The data path of an architecture defines the alignment of processing elements. It realizes a certain functionality which fulfills a given throughput constraints. There exit always different possibilities to realize a defined functionality. Here we describe the individual steps to the design of individual components, again tailored for communications systems as shown in Fig. 4.1. Note, there is a difference of a data path for individual components and the data path for processors. The data path of a general purpose processor has the task to be as flexible as possible, thus arithmetics units are used with large bit width to provide a high flexibility, e.g. 32 bit or 64 bit. For dedicated hardware design the data path and thus the computational units are optimized with respect to the given algorithm to be processed. The steps to derive a dedicated data path are:

1.
Starting from an algorithm description we have to decompose the algorithm in functional parts. Goal of this task is to identify the mandatory processing. The processing can often be separated in individual processing steps. For the individual processing parts we have to analyze:
- the final bit width of the data, e.g. what is the influences of the data representation on the communication performance,
- how to realize processing kernels, e.g. processing in time or frequency domain,
- the correct or approximative functionality, e.g. whether the communications performance of the approximation is good enough.
2.
The next step is to derive a data flow. Deriving a data flow utilizing the complete functionality of the algorithm can sometimes be cumbersome. We have to distinguish between important aspects for the data flow and unimportant ones. The data flow is independent from the processing itself, rather reflects:
- data dependencies, e.g. which data have to processed first,
- lifetime analysis of data, e.g. how long do we have to hold information,
- concurrency, e.g. the choice of consuming one value after the other or processing all at once.
The data flow analysis is very important for the hardware realization since it directly influences the resulting throughput and the overall data handling. The data flow analysis should be done on an simplified or abstracted functional model. An example is shown in next section.
3.
Define the constraints to derive a data path. For dedicated hardware design the major constraint is often a time budget to fulfill a certain task. One constraints could be the number of data which should be processed within a certain time budget which is in fact the throughput definition of an application.
4.
Define a feasible data path of one possible realization which fulfills the timing budget/throughput constraint. The timing information can be an abstract timing or a detailed cycle based timing. Important is that we allocate the time budget for the processing task.
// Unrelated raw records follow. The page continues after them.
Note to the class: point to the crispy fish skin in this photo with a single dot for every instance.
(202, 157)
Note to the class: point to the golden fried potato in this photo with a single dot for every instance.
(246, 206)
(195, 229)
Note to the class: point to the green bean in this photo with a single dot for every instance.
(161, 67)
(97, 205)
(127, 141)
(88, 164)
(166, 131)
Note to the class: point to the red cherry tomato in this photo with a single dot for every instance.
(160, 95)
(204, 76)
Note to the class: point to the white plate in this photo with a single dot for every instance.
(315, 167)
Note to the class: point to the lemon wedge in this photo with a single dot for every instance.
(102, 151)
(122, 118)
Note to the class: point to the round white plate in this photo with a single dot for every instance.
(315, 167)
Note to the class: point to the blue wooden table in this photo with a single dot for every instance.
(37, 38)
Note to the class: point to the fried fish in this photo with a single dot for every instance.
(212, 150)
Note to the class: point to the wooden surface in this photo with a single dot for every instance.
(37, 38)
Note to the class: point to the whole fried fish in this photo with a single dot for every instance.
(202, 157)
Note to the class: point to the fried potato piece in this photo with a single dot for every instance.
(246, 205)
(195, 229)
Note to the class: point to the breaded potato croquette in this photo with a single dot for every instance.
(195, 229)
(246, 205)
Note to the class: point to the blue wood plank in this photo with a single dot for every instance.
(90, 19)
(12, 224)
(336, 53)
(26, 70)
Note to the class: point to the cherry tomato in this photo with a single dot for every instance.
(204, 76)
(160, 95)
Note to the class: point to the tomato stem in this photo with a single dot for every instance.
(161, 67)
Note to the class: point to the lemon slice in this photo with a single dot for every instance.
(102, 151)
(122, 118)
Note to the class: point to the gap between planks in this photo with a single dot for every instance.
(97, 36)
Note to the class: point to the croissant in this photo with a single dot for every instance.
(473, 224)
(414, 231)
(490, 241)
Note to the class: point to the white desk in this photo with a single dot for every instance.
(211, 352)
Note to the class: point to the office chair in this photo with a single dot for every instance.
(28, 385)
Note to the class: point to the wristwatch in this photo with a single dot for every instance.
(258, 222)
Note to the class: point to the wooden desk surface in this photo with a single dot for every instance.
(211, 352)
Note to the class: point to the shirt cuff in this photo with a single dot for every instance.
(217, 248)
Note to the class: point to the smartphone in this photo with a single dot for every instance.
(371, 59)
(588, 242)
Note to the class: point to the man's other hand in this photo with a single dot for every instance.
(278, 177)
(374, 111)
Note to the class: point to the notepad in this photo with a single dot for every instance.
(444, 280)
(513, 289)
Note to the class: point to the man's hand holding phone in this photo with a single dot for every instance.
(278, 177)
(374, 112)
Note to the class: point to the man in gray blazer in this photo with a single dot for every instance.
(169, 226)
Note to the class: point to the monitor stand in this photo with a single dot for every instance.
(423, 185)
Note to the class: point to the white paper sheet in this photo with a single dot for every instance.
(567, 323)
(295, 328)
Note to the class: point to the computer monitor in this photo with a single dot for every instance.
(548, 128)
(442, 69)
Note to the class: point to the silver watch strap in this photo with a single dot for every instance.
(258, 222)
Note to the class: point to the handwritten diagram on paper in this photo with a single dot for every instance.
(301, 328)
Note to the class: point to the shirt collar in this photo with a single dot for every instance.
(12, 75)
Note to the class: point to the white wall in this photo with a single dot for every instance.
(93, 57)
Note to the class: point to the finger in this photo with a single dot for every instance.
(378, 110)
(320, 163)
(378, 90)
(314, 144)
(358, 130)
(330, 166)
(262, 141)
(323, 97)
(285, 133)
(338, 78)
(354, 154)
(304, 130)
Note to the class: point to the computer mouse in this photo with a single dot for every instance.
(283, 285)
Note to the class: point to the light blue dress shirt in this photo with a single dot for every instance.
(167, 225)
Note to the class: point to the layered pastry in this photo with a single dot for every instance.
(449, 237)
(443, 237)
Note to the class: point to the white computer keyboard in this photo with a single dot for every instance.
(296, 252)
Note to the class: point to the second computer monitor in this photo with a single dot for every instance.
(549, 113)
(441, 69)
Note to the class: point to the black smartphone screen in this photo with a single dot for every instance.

In the following we derive first an abstract data flow followed by different data path possibilities. We use the example of a Max-Log-MAP processing which was introduced in Sect. 3.3.3. The corresponding functional processing parts are derived afterwards. The data paths derived in the next section are valid for all forward-backward based algorithms, thus independent of a possible Log-MAP or Max-Log-MAP implementation. This is only possible if a clear separation of data flow and functionality is derived. Realizing corresponding processing elements are presented Sect. 5.2. More complicated functions can either be done by look-up tables or by deriving approximations which can be efficiently implemented. Both techniques are explained based on exemplary functions which are often used to realize channel decoders.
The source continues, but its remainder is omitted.